Munger: Well, yes. That’s an interesting example. Berkshire, of course, if we behaved like Rupert Murdoch or somebody—that is, we used all the credit we could get all the way—Berkshire would now own the world.

We have achieved what we’ve achieved with our hands tied behind our back. The reason for that is, of course, is that we have a fiduciary gene. We know the human faces. We trusted Warren when he was young and trusted me when I was young and so forth. In many cases, it’s their main asset in life. We’re just not interested in taking a substantial chance of taking a lot of very decent people back to “Go” so we can have one more zero on our net worth at the time, and they put us under the ground where we can’t come back anyway.

We’re just not going to do it. We are not maximizes in the world of capital—aggrandizement through aggression. But what I did had no risk.

There are real risks. We didn’t know the whole damn world was doomed—implode in something really serious in the last crisis. Berkshire was not buying hand over fist with its available resources. It was making sure that Berkshire remained through it no matter how awful the conditions got.

Berkshire is a conservative way to face the world. If you want real aggression, why it doesn’t play its hand with that much aggression. It does in cinches. But if there’s real risk, even though the odds are in our favor, we’re not going to play too hard. And that’s just the way it is.

What I’m telling you is when it’s virtually a cinch, or it’s in a gamble you can easily afford, and the odds are way in your favor and you know it for sure—I’m just saying don’t be timid. Gurin never needed that advice. He was never timid.

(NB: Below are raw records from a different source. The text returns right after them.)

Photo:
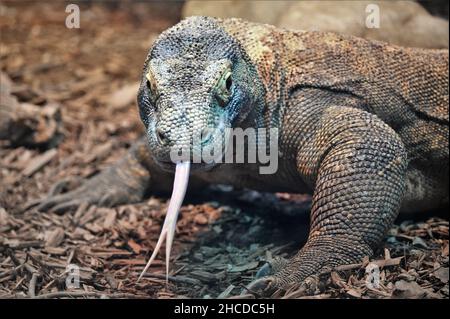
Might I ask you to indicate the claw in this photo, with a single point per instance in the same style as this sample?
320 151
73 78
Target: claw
265 270
263 286
168 230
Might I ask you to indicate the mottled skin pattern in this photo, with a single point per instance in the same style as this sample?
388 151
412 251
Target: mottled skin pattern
363 127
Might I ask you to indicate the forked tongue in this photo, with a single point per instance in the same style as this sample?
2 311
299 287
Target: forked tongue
168 231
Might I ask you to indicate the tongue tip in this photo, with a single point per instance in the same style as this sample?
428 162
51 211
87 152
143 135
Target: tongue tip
168 230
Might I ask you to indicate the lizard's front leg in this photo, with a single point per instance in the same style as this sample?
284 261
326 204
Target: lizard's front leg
356 165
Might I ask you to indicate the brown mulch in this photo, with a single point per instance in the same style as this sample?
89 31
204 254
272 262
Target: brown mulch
223 236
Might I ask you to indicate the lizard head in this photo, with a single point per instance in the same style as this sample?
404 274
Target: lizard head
197 81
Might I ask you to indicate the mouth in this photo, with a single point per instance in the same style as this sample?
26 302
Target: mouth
169 166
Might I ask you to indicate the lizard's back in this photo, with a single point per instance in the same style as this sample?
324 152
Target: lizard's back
407 88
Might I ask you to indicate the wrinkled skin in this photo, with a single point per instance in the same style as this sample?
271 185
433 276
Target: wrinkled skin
363 128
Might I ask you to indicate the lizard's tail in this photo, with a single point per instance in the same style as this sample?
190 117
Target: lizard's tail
168 230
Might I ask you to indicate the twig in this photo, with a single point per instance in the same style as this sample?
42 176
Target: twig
78 294
178 279
32 285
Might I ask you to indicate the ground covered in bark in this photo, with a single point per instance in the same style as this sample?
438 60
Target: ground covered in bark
80 84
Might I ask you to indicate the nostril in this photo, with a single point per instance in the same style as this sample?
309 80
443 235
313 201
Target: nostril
162 136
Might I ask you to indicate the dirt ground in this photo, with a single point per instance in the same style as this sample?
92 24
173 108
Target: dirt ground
224 236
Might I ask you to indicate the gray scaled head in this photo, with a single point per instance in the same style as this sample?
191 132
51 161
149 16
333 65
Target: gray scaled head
197 81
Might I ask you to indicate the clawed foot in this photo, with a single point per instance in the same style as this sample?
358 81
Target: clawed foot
308 270
271 278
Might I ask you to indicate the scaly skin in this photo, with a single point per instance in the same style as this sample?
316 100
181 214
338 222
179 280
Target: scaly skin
363 127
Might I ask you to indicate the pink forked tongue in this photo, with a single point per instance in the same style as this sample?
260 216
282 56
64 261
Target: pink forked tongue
168 231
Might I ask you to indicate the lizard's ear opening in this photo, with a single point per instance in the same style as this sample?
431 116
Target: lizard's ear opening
151 86
223 88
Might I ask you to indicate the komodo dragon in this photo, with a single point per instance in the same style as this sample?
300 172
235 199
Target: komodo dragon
363 126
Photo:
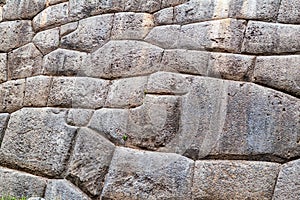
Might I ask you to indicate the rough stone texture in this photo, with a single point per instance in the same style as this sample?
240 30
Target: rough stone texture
37 91
90 161
37 139
11 98
97 29
131 25
3 67
262 37
280 72
19 184
124 58
24 62
289 12
288 182
22 9
234 180
133 174
47 41
78 92
128 92
15 34
63 190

Shareholder: When Bell Rich Oil goes up 35 times, it’s pretty. . .I imagine myself have a lot of regret or debilitating. How does one recuperate from something like that? A big missed opportunity?

Munger: Yeah.

Shareholder: How does one recover from that? How do you end up not dwelling on that?

Munger: You know what Kipling said? Treat those two imposters just the

same—success and failure. Of course, there’s going to be some failure in making the correct decisions. Nobody bets a thousand. I think it’s important to review your past stupidities so you are less likely to repeat them, but I’m not gnashing my teeth over it or suffering or enduring it. I regard it as perfectly normal to fail and make bad decisions. I think the tragedy in life is to be so timid that you don’t play hard enough so you have some reverses.

Shareholder: You commented on the challenges that the newspaper industry and other forms of print media. Can you comment on Berkshire’s investments in the newspaper industry as of late?

Munger: Well, sure. I’m glad to. The papers that have the best hands economically are the ones that have a real community acceptance, that are part of the warp and woof of the community, like in the small towns. Those are going down slower and are proving to be better investments than the big city dailies, with the expensive difficulty of carrying great heavy stuff through big cities and so on and so on.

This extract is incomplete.